Intrinsic Geometry-Appearance Consistency Optimization for Sparse-View Gaussian Splatting

Imagine you are trying to build a 3D model of a beautiful garden, but you only have three blurry photos of it taken from different angles.

Most current AI methods try to build this model by looking at those three photos and guessing what the rest of the garden looks like. The problem? They get really good at memorizing the three photos (so the photos look perfect), but they get the shape of the garden completely wrong.
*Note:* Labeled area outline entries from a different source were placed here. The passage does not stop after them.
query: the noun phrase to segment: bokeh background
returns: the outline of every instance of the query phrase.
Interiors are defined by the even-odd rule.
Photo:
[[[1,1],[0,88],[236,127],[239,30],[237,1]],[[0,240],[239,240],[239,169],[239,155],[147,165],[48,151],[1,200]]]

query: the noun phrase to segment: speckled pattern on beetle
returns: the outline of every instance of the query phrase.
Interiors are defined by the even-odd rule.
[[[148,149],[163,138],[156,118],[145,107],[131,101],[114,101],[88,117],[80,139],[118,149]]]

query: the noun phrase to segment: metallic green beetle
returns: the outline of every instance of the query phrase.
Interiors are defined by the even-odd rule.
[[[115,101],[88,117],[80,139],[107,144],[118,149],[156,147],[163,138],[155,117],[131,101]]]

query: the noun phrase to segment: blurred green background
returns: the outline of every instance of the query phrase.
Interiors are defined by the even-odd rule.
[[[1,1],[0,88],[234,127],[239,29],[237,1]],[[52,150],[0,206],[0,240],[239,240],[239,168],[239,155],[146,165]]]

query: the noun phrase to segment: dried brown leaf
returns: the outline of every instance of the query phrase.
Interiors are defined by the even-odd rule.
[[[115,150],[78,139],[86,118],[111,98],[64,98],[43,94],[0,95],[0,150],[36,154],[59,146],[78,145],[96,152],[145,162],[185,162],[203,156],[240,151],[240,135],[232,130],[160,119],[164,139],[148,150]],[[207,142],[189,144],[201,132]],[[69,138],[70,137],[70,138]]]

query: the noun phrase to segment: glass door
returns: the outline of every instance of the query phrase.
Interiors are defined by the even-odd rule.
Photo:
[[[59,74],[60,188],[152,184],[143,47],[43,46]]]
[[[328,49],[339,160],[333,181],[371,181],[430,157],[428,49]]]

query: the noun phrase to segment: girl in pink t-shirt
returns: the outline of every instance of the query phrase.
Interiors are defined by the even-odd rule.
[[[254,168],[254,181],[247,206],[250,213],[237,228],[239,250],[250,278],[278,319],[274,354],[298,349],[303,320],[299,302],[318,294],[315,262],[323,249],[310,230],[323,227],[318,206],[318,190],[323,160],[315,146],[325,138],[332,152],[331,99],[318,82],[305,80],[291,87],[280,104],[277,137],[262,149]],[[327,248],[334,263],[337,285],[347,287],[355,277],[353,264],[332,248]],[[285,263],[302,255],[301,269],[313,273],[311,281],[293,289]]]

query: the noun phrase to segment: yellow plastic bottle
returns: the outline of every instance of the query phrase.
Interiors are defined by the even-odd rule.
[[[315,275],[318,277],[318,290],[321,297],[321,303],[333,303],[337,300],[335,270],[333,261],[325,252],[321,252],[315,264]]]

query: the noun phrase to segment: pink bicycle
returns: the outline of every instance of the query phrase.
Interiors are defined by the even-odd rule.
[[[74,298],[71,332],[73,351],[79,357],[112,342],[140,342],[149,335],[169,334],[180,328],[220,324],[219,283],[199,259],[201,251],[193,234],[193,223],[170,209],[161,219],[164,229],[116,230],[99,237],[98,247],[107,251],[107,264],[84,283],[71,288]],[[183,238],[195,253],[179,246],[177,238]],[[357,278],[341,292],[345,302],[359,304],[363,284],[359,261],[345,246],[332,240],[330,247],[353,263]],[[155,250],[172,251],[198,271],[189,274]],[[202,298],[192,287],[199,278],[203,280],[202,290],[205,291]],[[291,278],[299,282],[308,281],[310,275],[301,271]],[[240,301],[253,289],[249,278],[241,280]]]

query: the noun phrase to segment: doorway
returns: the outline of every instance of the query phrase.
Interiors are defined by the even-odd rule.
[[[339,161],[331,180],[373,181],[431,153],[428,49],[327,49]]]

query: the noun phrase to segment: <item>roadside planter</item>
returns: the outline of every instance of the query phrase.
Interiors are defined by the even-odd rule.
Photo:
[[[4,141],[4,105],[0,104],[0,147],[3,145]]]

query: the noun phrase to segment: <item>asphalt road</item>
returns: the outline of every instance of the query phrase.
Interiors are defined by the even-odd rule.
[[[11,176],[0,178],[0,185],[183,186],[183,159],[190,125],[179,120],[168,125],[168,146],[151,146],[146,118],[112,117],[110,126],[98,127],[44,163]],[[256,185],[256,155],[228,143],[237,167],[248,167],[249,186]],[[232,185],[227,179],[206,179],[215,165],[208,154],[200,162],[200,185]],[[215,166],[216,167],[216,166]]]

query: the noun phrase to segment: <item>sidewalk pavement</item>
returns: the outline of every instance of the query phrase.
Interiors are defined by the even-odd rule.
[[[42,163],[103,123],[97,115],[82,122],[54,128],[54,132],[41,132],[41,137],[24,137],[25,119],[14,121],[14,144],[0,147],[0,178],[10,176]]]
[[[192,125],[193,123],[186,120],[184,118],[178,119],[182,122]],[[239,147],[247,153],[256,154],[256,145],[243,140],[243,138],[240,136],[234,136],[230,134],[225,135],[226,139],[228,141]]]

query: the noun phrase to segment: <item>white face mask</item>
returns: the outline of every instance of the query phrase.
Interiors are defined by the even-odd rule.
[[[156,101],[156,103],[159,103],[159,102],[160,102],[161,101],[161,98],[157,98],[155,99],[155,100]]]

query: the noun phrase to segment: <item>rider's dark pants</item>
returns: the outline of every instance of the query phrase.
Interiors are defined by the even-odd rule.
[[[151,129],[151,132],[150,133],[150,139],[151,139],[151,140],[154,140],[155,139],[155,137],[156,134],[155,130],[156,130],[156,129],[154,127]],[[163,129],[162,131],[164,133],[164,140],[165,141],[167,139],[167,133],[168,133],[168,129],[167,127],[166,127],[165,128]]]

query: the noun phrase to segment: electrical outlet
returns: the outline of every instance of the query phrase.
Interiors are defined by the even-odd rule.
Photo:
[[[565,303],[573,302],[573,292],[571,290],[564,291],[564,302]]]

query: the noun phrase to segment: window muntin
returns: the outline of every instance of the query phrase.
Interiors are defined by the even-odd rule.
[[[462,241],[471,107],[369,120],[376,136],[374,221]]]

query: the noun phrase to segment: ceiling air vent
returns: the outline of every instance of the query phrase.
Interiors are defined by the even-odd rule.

It's like a painter who, instead of painting a tree, just paints a flat green blob that happens to look like a tree from exactly one angle. If you walk around the painting, the "tree" looks like a weird, floating smear. In the world of 3D graphics, these floating smears are called "floaters," and they make the new views look messy and fake.

This paper introduces a new method called ICO-GS (Intrinsic Geometry-Appearance Consistency Optimization). Think of it as a "Quality Control Manager" for 3D reconstruction. Here is how it works, using simple analogies:

The Core Problem: The "Lying Artist"

In standard 3D AI, the system has two jobs:

Geometry (The Shape): Figuring out where objects are in 3D space.
Appearance (The Look): Figuring out what color and texture they have.

When you only have a few photos, the AI gets lazy. It realizes, "Hey, if I just change the color of this floating blob to match the photo perfectly, I get a high score!" So, it fixes the look but ignores the shape. The result is a scene that looks great from the camera's spot but falls apart if you move even an inch.

The Solution: Two-Step "Truth" System

ICO-GS forces the AI to stop lying by making the Shape and the Look work together, like a strict teacher and a diligent student.

Step 1: The "Detective" (Robust Geometry Regularization)

First, the system acts like a detective trying to find the true shape of the garden, even if the photos are tricky.

The Problem: Sometimes photos are blocked by leaves (occlusions) or the lighting is weird.
The Fix: The AI looks at all the photos and says, "Okay, 5 photos show a wall, but 2 show a tree. I'll trust the 5." It uses a "Top-K Selection" strategy (picking the most reliable clues) to ignore the bad, blocked, or confusing parts.
The Edge: It also knows that walls have sharp edges and grass has smooth gradients. It uses an "Edge-Aware" rule: "Keep the edges sharp, but smooth out the grass." This prevents the AI from creating a muddy, blurry mess.

Analogy: Imagine trying to assemble a puzzle in the dark. Instead of guessing, you only pick up pieces that clearly fit with at least half the other pieces you've already placed. You ignore the weird pieces that might be from a different puzzle.

Step 2: The "Virtual Mirror" (Geometry-Guided Appearance)

Now that the AI has a decent guess at the shape (thanks to Step 1), it uses that shape to fix the look.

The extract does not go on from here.